Marie “Anne” Frank was born June 12, 1929 in Frankfurt, Germany.

She was the second daughter of Otto and Edith Frank. She had a sister who was three years older than her, Margot Frank. Anne and her family were liberal jews, which means they did not practice all of the customs and traditions of Judaism. They lived in a community of Jewish and Non-Jewish citizens of different religions. In 1933, Mr. Frank opened a branch of his business in Amsterdam, Holland. Because of Adolf Hitler’s anti-Jewish decrees they had to relocate. Otto Frank believed that his family would finally be safe from the Nazi aggression, but who knew in a few years everything would change.

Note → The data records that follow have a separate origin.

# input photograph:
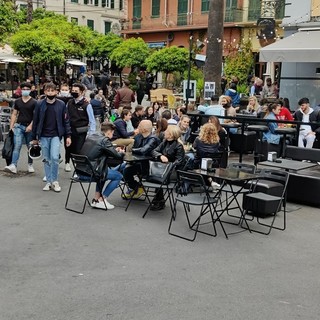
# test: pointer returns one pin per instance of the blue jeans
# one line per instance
(20, 137)
(50, 152)
(114, 177)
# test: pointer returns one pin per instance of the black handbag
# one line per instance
(80, 130)
(8, 146)
(159, 172)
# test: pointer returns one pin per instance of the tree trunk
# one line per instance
(213, 65)
(29, 10)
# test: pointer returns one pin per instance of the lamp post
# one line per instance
(189, 70)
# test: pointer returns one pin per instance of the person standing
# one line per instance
(89, 81)
(21, 124)
(50, 124)
(307, 133)
(82, 121)
(124, 96)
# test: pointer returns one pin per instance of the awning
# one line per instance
(302, 46)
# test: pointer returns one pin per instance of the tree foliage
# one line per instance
(130, 53)
(8, 20)
(51, 40)
(103, 45)
(240, 63)
(168, 60)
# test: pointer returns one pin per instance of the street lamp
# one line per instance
(199, 45)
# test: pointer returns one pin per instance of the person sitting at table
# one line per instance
(207, 143)
(230, 111)
(121, 136)
(221, 131)
(253, 105)
(233, 94)
(170, 150)
(161, 127)
(184, 126)
(215, 108)
(271, 136)
(284, 113)
(98, 147)
(307, 133)
(144, 143)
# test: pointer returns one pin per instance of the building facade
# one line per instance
(100, 15)
(163, 23)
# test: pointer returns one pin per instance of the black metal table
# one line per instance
(288, 165)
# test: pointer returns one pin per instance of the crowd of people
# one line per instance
(89, 123)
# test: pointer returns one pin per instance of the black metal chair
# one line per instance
(84, 173)
(207, 202)
(232, 191)
(262, 205)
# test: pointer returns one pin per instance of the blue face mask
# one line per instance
(25, 93)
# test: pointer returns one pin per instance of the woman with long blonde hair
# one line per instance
(207, 143)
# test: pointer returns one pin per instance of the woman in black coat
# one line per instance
(170, 150)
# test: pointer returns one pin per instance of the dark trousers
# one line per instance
(77, 142)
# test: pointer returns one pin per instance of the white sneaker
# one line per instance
(103, 205)
(47, 187)
(12, 169)
(55, 186)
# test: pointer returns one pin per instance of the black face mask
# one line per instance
(51, 97)
(75, 95)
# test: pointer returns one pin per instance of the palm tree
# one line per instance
(213, 66)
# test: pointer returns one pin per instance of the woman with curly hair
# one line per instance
(207, 143)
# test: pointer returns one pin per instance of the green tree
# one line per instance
(130, 53)
(240, 63)
(103, 45)
(50, 40)
(8, 20)
(168, 60)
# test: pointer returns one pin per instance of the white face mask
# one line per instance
(64, 93)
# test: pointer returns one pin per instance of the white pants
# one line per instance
(308, 137)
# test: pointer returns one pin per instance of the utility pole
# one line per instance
(29, 11)
(213, 65)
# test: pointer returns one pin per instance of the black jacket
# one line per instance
(173, 150)
(99, 149)
(145, 145)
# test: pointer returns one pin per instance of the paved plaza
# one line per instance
(58, 265)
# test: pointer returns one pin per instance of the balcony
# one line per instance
(233, 15)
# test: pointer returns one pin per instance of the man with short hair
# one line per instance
(124, 96)
(137, 116)
(144, 143)
(21, 124)
(98, 148)
(88, 81)
(50, 124)
(307, 133)
(82, 121)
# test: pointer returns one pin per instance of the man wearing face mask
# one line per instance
(50, 124)
(82, 121)
(21, 124)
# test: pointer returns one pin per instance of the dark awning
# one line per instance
(302, 46)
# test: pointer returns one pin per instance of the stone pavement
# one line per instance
(58, 265)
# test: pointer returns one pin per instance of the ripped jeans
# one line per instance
(50, 152)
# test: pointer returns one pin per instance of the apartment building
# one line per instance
(164, 23)
(100, 15)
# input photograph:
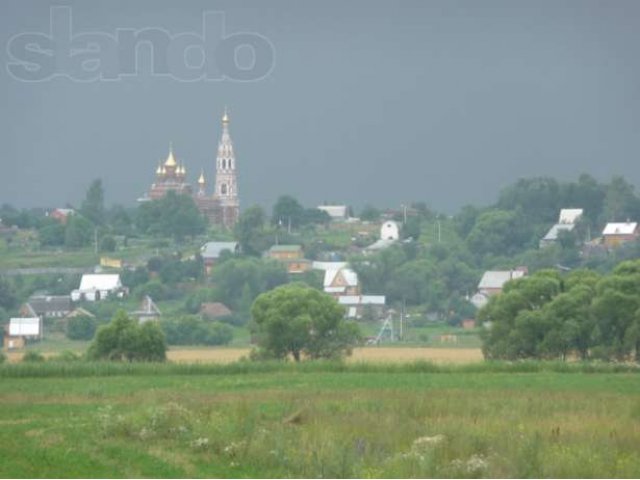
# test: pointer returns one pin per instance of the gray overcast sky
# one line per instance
(368, 102)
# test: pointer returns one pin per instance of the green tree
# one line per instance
(124, 339)
(79, 232)
(108, 244)
(8, 298)
(620, 202)
(298, 320)
(81, 328)
(92, 206)
(287, 210)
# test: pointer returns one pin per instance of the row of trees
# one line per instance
(291, 320)
(548, 315)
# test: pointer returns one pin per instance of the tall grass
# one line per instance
(106, 369)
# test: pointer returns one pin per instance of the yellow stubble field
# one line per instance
(369, 354)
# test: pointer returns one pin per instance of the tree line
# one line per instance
(552, 316)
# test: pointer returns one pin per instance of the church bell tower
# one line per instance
(226, 186)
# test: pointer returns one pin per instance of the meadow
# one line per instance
(316, 420)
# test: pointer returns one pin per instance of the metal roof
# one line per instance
(334, 211)
(24, 327)
(42, 305)
(100, 282)
(214, 249)
(570, 215)
(350, 277)
(328, 265)
(496, 279)
(554, 231)
(626, 228)
(362, 300)
(285, 248)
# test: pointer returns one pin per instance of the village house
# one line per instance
(214, 310)
(211, 252)
(615, 234)
(341, 282)
(47, 306)
(492, 283)
(292, 256)
(20, 331)
(355, 305)
(61, 214)
(389, 234)
(567, 221)
(147, 311)
(96, 287)
(338, 213)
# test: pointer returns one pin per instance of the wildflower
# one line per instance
(202, 442)
(474, 465)
(423, 443)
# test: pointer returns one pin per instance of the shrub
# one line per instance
(108, 244)
(81, 328)
(124, 339)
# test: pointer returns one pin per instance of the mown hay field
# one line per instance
(312, 421)
(371, 354)
(368, 354)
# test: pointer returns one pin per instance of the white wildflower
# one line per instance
(202, 442)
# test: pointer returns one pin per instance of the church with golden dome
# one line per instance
(222, 207)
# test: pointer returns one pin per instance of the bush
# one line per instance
(81, 328)
(108, 244)
(31, 356)
(124, 339)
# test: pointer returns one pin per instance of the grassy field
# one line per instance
(319, 420)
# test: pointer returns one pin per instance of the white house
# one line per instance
(20, 330)
(493, 281)
(341, 282)
(566, 223)
(389, 231)
(570, 215)
(95, 287)
(615, 234)
(355, 303)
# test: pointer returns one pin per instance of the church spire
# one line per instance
(171, 161)
(226, 185)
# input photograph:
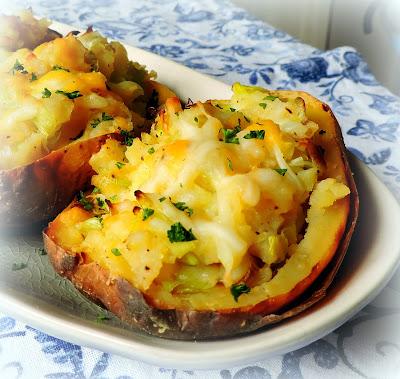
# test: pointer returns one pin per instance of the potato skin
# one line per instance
(33, 194)
(121, 298)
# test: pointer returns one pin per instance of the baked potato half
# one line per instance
(58, 99)
(228, 216)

II. Before Going into Hiding

For Anne’s 13th birthday, she received a book she had shown her father in a shop a few days earlier. This book was an autograph book, bound with red and green plaid cloth and with a small lock on the front of the cover. Anne decided to use it as her personal diary. In this book she discussed some of the changes that had taken place in the Netherlands since the German occupation. In one of her entry dated on June 20, 1942, she list many of the restrictions that had been made to the Jewish population and talked about her sorrows about her grand mother passing away earlier that year.

Anne dreamed of being an actress one day. She loved to watch movies, but the Jews were band to go to the movie theaters from January 8, 1941 on. In July 1942, Margot Frank, Anne’s older sister received a notice from the Central Office for Jewish Emigration, ordering her to report for relocation to a work camp. Otto then decided to tell his family that they would go into hiding in the rooms above and behind his company’s building where his most trusted employees would help them. The call up notice forced them to relocate several weeks earlier than expected.

III. The Secret Annex

On a Monday morning, July 6, 1942 , the family moved into the hiding place. Their apartment was left bare to create the impression that they had suddenly left with a note left behind stating that they were on their way to Switzerland. Jews were not aloud to use public transport, so the Frank family had to walk a long distance from their home, with each of them wearing several layers of clothing, because they didn’t want to be questioned of where they may have been going if they were to carry luggage.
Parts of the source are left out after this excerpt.